Dava 18/05/2015 tarihinde, 6100 sayılı HMK yürürlükte iken açılmıştır. 6100 sayılı HMK"nun 114. maddesinin "g" bendinde gider avansının yatırılmış olması dava şartları arasında sayılmış, aynı Kanun"un 115. maddesinin 1. fıkrasında, bu koşulun mevcut olup olmadığını mahkemenin kendiliğinden araştıracağı, ikinci fıkrasında ise, bu şartın noksanlığı tespit edilirse davanın usulden reddine karar verileceği öngörülmüştür. HMK"nun "Harç ve Avans Ödemesi" başlıklı 120. maddesinin birinci fıkrası, harç ve avansların Bakanlıkça saptanacağı, dava açılırken mahkeme veznesine yatırılacağı, avansın yeterli olmadığının anlaşılması durumunda davacıya iki haftalık kesin süre verileceği düzenlenmiştir.

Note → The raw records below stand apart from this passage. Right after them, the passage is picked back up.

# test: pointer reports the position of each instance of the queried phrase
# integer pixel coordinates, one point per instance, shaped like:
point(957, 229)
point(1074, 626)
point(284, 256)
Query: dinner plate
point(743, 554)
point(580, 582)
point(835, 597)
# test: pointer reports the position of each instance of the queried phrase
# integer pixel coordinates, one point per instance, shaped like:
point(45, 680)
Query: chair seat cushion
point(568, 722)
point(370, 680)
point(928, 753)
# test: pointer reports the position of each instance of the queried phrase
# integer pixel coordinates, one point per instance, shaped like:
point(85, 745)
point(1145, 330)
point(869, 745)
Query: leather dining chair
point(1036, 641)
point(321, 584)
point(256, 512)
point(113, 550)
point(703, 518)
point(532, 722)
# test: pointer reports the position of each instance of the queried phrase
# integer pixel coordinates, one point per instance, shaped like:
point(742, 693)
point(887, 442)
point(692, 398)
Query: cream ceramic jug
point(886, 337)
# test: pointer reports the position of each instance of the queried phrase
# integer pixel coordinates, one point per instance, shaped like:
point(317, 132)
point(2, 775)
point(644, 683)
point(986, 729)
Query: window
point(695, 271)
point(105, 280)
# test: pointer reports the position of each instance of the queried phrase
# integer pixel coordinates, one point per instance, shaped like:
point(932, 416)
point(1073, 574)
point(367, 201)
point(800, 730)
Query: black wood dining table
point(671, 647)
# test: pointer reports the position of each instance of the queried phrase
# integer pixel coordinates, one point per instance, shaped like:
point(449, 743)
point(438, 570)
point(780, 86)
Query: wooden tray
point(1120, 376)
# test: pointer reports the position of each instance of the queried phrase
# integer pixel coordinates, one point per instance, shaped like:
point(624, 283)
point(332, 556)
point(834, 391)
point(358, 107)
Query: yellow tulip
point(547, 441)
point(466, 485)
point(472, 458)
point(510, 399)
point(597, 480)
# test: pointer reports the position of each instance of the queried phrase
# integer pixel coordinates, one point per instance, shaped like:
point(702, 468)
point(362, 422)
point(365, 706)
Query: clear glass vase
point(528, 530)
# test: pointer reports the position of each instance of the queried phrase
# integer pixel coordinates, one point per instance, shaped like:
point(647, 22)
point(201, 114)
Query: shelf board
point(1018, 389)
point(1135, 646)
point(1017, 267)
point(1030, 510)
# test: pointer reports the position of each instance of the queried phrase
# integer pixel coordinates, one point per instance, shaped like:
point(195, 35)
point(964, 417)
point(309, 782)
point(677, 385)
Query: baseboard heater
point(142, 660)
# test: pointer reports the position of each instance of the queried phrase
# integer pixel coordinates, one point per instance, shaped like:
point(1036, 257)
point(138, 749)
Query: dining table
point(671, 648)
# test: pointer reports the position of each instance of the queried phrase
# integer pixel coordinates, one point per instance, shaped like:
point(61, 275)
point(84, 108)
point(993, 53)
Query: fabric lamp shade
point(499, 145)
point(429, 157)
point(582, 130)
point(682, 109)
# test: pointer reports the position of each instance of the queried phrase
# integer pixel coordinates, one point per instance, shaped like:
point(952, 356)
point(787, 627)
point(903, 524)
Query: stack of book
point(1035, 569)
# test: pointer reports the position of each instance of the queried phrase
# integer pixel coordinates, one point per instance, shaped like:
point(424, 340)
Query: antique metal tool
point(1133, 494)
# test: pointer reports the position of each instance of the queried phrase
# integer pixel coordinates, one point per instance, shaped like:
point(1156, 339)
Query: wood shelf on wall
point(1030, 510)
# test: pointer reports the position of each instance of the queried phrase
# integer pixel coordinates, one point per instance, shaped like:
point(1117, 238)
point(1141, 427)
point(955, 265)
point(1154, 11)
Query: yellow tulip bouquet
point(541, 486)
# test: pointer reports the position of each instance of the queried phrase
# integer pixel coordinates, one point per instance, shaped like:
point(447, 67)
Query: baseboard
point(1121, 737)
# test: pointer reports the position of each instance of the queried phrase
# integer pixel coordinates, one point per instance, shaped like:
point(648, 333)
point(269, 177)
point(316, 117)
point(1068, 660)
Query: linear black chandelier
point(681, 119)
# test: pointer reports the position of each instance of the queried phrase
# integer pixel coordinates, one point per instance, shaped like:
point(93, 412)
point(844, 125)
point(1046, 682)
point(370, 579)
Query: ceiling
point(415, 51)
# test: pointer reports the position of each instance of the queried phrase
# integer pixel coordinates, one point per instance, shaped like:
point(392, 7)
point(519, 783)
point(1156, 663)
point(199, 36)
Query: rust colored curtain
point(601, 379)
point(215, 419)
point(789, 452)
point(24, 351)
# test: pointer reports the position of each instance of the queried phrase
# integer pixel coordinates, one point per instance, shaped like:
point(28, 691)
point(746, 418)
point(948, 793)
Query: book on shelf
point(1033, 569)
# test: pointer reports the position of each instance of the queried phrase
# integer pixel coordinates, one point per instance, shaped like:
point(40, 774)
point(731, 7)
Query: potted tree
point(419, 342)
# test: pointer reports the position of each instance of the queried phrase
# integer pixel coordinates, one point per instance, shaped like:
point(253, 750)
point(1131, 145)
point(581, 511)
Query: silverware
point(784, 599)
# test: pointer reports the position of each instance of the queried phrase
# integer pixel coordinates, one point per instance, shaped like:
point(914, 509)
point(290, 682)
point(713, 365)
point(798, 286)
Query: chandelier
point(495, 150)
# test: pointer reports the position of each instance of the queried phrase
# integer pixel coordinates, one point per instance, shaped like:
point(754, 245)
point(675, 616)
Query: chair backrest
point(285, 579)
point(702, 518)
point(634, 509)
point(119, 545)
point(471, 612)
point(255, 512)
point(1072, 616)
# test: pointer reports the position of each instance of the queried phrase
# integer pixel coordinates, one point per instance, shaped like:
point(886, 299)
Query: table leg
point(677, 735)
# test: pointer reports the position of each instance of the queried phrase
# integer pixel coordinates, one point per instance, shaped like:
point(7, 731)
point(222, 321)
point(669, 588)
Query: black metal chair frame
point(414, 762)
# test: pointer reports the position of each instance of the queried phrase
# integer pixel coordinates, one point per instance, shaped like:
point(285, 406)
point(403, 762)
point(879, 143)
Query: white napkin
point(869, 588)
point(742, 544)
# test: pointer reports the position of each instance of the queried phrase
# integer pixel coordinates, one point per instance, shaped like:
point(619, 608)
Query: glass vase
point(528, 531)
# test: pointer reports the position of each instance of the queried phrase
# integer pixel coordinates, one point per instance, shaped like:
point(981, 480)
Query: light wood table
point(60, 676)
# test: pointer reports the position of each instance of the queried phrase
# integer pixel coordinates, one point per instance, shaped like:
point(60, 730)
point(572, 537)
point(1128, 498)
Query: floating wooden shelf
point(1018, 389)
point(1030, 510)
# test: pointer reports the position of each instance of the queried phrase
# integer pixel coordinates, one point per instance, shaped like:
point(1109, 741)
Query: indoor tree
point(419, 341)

"Delil ikamesi için avans" başlıklı HMK"nun 324. maddesinin birinci fıkrasında ise; "Taraflardan herbiri ikamesini talep ettiği delil için mahkemece belirlenen avansı, verilen kesin sürede yatırmak zorundadır. Taraflar birlikte aynı delilin ikamesini talep etmişlerse, gereken gideri yarı yarıya avans olarak öderler" hükmü düzenlendikten sonra, ikinci fıkrasında, tarafların bu yükümlülüğü yerine getirmemesi halinde delil ikamesinden vazgeçmiş sayılacakları öngörülmüştür.
Görüldüğü üzere, HMK"nun 324. maddesinde düzenlenen delil ikamesi avansı, HMK"nun 114. maddesinin "g" bendinde belirtilen gider avansından hüküm ve sonuçları itibariyle farklı olup, dava şartı niteliğinde değildir.
Somut olayda, borçlu asiller ve vekilin olmadığı 10/11/2015 tarihli duruşmada, mahkemece, imza incelemesi için bilirkişiden rapor alınması amacıyla kurulan ara kararda, bilirkişi ücreti ve tebliği masrafı için eksik kalan 270,00 TL.yi iki haftalık kesin sürede yatırması için davacılara süre verilmesine sonuçları hakkında ihtarat yapılmasına karar verildiği, ihtaratın sonuçlarının ne olduğu belirtilmediği gibi ihtaratı içeren duruşma tutanağının borçlulara tebliğ edilmediği halde, belirlenen kesin sürede avansın yatırılmadığından bahisle mahkemece davanın usulden reddine karar verildiği görülmüştür.
Halbuki yukarıda da açıklandığı ve Hukuk Genel Kurulunca da vurgulandığı üzere, imzaya itiraz halinde, imzanın borçluya ait olduğunu ispat külfeti, imzanın borçluya ait olduğunu iddia eden alacaklıya aittir.
O halde mahkemece, ispat yükünün alacaklıda olduğu gözetilerek HMK"nun 324. maddesi kapsamında delil avansının alacaklı tarafından yatırılması için işlem yapılması, sonucuna göre imza itirazı hakkında karar verilmesi gerekirken, yazılı gerekçe ile hüküm kurulması isabetsizdir.
SONUÇ : Borçluların temyiz itirazlarının kabulü ile mahkeme kararının yukarıda yazılı nedenlerle İİK"nun 366 ve HUMK’nun 428. maddeleri uyarınca (BOZULMASINA), bozma nedenine göre sair temyiz itirazlarının incelenmesine yer olmadığına, peşin alınan harcın istek halinde iadesine, ilamın tebliğinden itibaren 10 gün içinde karar düzeltme yolu açık olmak üzere, 29/05/2017 gününde oybirliğiyle karar verildi.